Broadway n’a jamais été aussi proche de Paris — Depuis le 1er avril, et jusqu’au 2 octobre, les hippies du revival de Hair à Broadway ont débarqué au Gielgud Theatre, et chamboulent le West End.
Le Gielgud est méconnaissable — les marionnettes d’Avenue Q (précédent locataire du théâtre, avant leur transfert au Wyndhams) ont définitivement disparu ; des tapis et des voilages tie-dye sont partout. Des échelles multicolores sont fixées sur les côtés et montent jusqu’au deuxième balcon. Le ton est donné : Hair est une expérience de partage, et le public fait partie de la performance tout autant que la tribu.
Hair n’avait pas été monté à Broadway depuis 40 ans ; et autant d’années à Londres. Et pourtant certaines chansons font partie de la culture populaire, comme « I Got Life », « Aquarius » ou le tube « Let the Sun Shine In ». Un thème universel, des chansons entrainantes, pas de gros coûts de production… pourquoi a‑t-il fallu attendre aussi longtemps?
Petite piqûre de rappel : Berger, Sheila et leurs amis vivent a New York a la fin des années soixante, entre révolution sexuelle, rébellion, et guerre du Vietnam. Claude va-t-il suivre la tribu et refuser d’aller se battre, ou au contraire va-t-il rentrer dans les rangs malgré ses principes pacifistes?
En tout cas, 40 ans après, le spectacle n’a pas pris une ride. Musicalement, les arrangements de Nadia Digiallonardo (Music Director) donnent un petit côté rock très agréable et résolument moderne. Le décor est assez minimaliste, avec les musiciens en fond de scène devant un mur de briques aux couleurs « flower power », un van dans un coin et des tapis partout. Reste la troupe…
Il est impossible de résister à tant d’énergie « peace & love » déployée pendant les 2 heures 15 du show. Dès les premières secondes d’« Aquarius », chanté en cœur par la tribu, on comprend que les choses ont été faites en grand : voix exceptionnelles, 26 artistes, 11 musiciens, costumes détaillés, et une pêche incroyable. Will Swenson (Berger) débarque sur scène et semble être aussi shooté que son personnage. Il interpelle le public du premier rang, se présente, entonne un « Donna » absolument survolté. Pas une seconde de répit. Le premier acte est rythmé à une vitesse folle (comparé à un deuxième acte un petit peu plus « relax », mais ce n’est pas une mauvaise chose!) avec des chansons qui s’enchainent les unes après les autres. Il est vrai que le livret de Hair n’est peut être pas la force du show, mais parfois, surtout sur le premier acte, on aimerait un peu plus de dialogues entre les chansons, pour « digérer » ce que l’on vient d’entendre, et ménager une respiration.
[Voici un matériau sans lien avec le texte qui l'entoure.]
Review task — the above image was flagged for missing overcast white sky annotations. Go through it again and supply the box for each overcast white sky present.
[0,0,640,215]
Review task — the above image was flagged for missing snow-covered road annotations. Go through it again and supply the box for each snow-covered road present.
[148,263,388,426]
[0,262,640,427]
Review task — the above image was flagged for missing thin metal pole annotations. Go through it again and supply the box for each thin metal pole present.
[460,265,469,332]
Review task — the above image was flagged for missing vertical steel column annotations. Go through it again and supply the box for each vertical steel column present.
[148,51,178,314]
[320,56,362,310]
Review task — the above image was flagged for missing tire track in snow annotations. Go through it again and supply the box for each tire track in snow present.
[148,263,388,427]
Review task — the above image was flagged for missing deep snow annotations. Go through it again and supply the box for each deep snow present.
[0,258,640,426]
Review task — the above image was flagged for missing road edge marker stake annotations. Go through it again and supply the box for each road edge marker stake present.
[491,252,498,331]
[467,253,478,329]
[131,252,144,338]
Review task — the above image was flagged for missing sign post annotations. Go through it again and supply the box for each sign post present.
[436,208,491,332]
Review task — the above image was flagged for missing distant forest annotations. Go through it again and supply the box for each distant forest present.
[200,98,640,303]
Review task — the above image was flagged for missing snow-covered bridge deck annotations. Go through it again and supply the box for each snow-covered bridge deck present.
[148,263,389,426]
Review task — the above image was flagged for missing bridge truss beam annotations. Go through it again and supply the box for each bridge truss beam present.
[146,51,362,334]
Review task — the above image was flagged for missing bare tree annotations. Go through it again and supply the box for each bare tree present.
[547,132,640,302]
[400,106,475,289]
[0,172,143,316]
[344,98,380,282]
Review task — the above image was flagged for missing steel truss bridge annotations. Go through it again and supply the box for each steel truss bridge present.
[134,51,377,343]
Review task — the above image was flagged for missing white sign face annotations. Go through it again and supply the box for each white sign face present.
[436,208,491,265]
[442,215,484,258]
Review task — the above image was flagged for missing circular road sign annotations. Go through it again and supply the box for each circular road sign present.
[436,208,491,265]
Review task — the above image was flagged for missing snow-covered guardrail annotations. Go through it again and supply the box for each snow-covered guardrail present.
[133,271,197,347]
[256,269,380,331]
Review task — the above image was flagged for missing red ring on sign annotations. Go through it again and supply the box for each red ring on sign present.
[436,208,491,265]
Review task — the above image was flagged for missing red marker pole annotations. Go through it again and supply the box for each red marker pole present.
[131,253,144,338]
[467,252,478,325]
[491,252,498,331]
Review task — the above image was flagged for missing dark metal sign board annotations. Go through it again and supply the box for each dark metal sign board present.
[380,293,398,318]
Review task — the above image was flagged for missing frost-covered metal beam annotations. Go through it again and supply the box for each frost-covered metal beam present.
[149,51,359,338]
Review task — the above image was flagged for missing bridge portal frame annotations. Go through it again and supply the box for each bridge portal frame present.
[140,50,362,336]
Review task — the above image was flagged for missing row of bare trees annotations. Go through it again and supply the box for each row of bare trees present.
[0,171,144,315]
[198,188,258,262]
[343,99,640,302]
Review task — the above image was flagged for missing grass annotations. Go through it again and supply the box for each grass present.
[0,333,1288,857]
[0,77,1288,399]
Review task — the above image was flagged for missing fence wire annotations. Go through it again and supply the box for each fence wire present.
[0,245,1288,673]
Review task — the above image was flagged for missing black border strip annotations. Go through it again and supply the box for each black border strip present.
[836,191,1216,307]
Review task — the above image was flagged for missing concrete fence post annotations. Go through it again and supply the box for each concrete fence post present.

Régulièrement la troupe investit la salle (de l’orchestre au deuxième balcon, escaladant les sièges par moments) pour interagir avec le public : une danse, quelques chignons défaits lors de « Hair », une distribution de tracts pour le « Be-In » et des fleurs, au final rien de très méchant et les artistes respectent les spectateurs terrifiés à l’idée d’être cible d’attentions, et cherchent immédiatement une nouvelle victime. Mais n’espérez pas être à l’abri, c’est une volonté, le public fait partie intégrante du spectacle.
Concernant la troupe, chacun est unique et excellent dans son rôle, les voix et les personnalités se complètent ou se font écho. Et c’est le tout qui fait que cela fonctionne. La prestation de Will Swenson (Berger) serait sans doute fatigante, isolée. Mais en tant qu’élément de l’ensemble et face à Gavin Creel (Claude), elle est exceptionnelle. Un vrai sentiment de communauté se dégage de la troupe, et sans doute cela est accentué à Londres, où l’équipe, déracinée, s’est installée pour six mois.
L’accueil du public anglais est plutôt bon, mais pour le moment pas dithyrambique. Les spectateurs sont surpris par l’interactivité de la pièce, les thèmes et le langage utilisés (il s’agit de Hair : donc oui, le spectacle comprend des références à la drogue, au sexe, et de la nudité), mais la plupart se laissent prendre au jeu, une fois le premier choc passé.
L’ouverture officielle a eu lieu le 14 avril, avec une période de réservation ouverte jusqu’en octobre prochain.
Il faut se rendre a l’évidence : à l’heure actuelle, Hair est LE spectacle à voir a Londres. Il est extrêmement rare d’avoir la quasi-totalité d’un cast américain dans le West End, et celui-ci est à ne pas rater. Courez‑y si possible avant fin mai, car il se murmure que Will Swenson, contrairement à ses camarades, ne resterait en Europe que pour deux mois.